Assets under management at U.S. leveraged loan funds jumped by more than $6 billion in February, the most in a monthly reading since December 2016, as inflation fears and rising rates continue to fuel a rotation by investors toward variable-rate debt.
According to LCD and Lipper, the $6 billion increase in assets under management has pushed the total net asset value of U.S. prime funds over $100 billion for the first time since the punishing nearly 25% drop in March 2020 during the global markets crisis.
The total net asset value of loan funds, at $104.9 billion, is now $12 billion shy of the pre-pandemic February level of $117 billion with the market continuing to claw its way back from the $29 billion lost last March.
After two years dominated by outflows, loan mutual funds and ETFs are riding the wave of a recent back-up in U.S. Treasury yields and investors seeking to lock in interest payments that would correlate with future increases in the underlying benchmark rate.
In fact, the only redemption among the weekly reporters to Lipper was during the first week of the year, when a scant $10 million was withdrawn from the segment.
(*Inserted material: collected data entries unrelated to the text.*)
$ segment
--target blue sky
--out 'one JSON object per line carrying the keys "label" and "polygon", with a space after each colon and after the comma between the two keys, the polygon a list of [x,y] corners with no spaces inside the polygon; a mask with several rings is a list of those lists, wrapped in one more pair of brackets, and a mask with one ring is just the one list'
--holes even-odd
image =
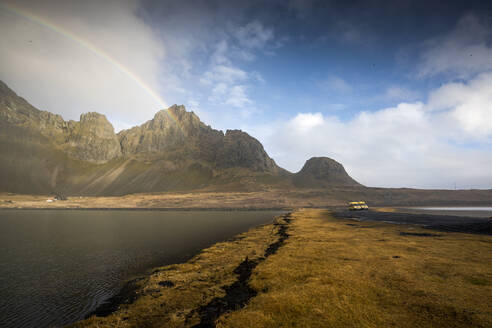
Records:
{"label": "blue sky", "polygon": [[369,186],[492,188],[488,1],[0,3],[0,78],[65,119],[178,103],[293,172],[329,156]]}

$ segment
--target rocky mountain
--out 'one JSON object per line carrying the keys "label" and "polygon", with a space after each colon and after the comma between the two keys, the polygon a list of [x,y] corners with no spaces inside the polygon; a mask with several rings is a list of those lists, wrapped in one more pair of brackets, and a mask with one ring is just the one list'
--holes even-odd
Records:
{"label": "rocky mountain", "polygon": [[313,157],[295,174],[298,187],[328,188],[333,186],[361,186],[352,179],[342,164],[328,157]]}
{"label": "rocky mountain", "polygon": [[65,121],[60,115],[36,109],[2,81],[0,119],[41,133],[75,159],[104,163],[121,156],[119,140],[104,115],[86,113],[78,122]]}
{"label": "rocky mountain", "polygon": [[99,113],[80,115],[80,121],[69,121],[62,147],[76,159],[105,163],[121,157],[121,146],[113,126]]}
{"label": "rocky mountain", "polygon": [[[131,155],[172,152],[182,147],[199,151],[199,146],[207,148],[207,145],[218,144],[224,134],[206,126],[184,106],[174,105],[157,112],[152,120],[140,126],[121,131],[118,137],[122,153]],[[210,154],[202,152],[200,155],[212,160]]]}
{"label": "rocky mountain", "polygon": [[360,186],[313,158],[292,174],[240,130],[214,130],[184,106],[115,134],[102,114],[79,121],[41,111],[0,81],[0,191],[120,195],[186,189]]}

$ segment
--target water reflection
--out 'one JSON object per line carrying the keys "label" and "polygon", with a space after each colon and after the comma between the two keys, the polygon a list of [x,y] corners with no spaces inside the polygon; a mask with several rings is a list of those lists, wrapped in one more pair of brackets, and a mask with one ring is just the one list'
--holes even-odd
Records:
{"label": "water reflection", "polygon": [[82,319],[125,279],[184,261],[275,211],[0,211],[0,326]]}

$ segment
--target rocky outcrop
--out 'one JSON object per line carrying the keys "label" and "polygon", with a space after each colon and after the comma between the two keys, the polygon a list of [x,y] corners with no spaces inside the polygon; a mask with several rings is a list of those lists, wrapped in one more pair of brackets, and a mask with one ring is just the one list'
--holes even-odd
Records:
{"label": "rocky outcrop", "polygon": [[213,130],[193,112],[177,105],[157,112],[152,120],[140,126],[118,133],[123,155],[183,148],[198,150],[216,145],[222,137],[222,132]]}
{"label": "rocky outcrop", "polygon": [[222,147],[217,152],[219,168],[244,167],[257,172],[277,173],[278,166],[263,149],[263,145],[241,130],[227,130]]}
{"label": "rocky outcrop", "polygon": [[307,188],[361,186],[352,179],[342,164],[328,157],[313,157],[293,177],[294,185]]}
{"label": "rocky outcrop", "polygon": [[261,143],[240,130],[226,134],[205,125],[184,106],[171,106],[146,123],[118,133],[123,155],[186,153],[187,160],[201,161],[215,169],[247,168],[276,173],[277,165]]}
{"label": "rocky outcrop", "polygon": [[65,121],[60,115],[33,107],[1,81],[0,119],[40,132],[74,159],[105,163],[121,156],[118,138],[104,115],[87,113],[79,122]]}
{"label": "rocky outcrop", "polygon": [[0,81],[0,119],[3,122],[41,131],[44,135],[55,139],[63,139],[63,130],[67,127],[67,122],[60,115],[35,108],[2,81]]}
{"label": "rocky outcrop", "polygon": [[121,156],[121,147],[113,126],[99,113],[80,115],[80,121],[69,121],[64,147],[72,158],[105,163]]}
There have been net inflows in 13 of the 14 weeks through March 10, totaling $8 billion, including a pair of billion-dollar-plus readings in early January.
As noted, U.S Treasury yields continued to march higher in February. Beginning the year at 0.93%, the 10-year U.S. Treasury rate had climbed to 1.44% by the end of the month.
Going forward, while the median committee during the March 16-17 FOMC meeting conveyed an expectation for no rate hikes through the end of 2023, the $1.9 trillion relief bill and prospect for strong economic growth data and inflation could spur further Treasury sell-offs. In fact, the 10-year hit a near-14 month high of 1.74% on March 19.
Leveraged loan fund flows, of course, have high correlations with rate changes, and loans would typically be expected to outperform fixed income assets during periods when Treasuries are rising. In the two-months through February-end, the S&P LSTA Leveraged Loan Index had returned 1.78%, compared to 0.73% in the ICE BofA US High Yield Index, and negative -3.15% in the ICE BofAML US Corporate Index (High Grade).
By the end of February, the weighted average bid of the S&P/LSTA Leveraged Loan Index was 97.78, the highest reading since November 2018, 159 basis points higher than at the end of 2020 and 103 bps higher than Feb. 23, 2020.
Aside from retail demand, which represents a relatively small portion of the overall demand for leveraged loans, the U.S. CLO market is off to its strongest start to a year since the Great Financial Crisis thanks to falling liability costs, resurgent leveraged loan issuance and attractive relative value of the vehicles. Through March 22, the 2021 new-issue CLO market had already hosted 74 deals, totaling $36.1 billion — the busiest opening quarter of a calendar year and more than double the issuance from the first quarter of 2020.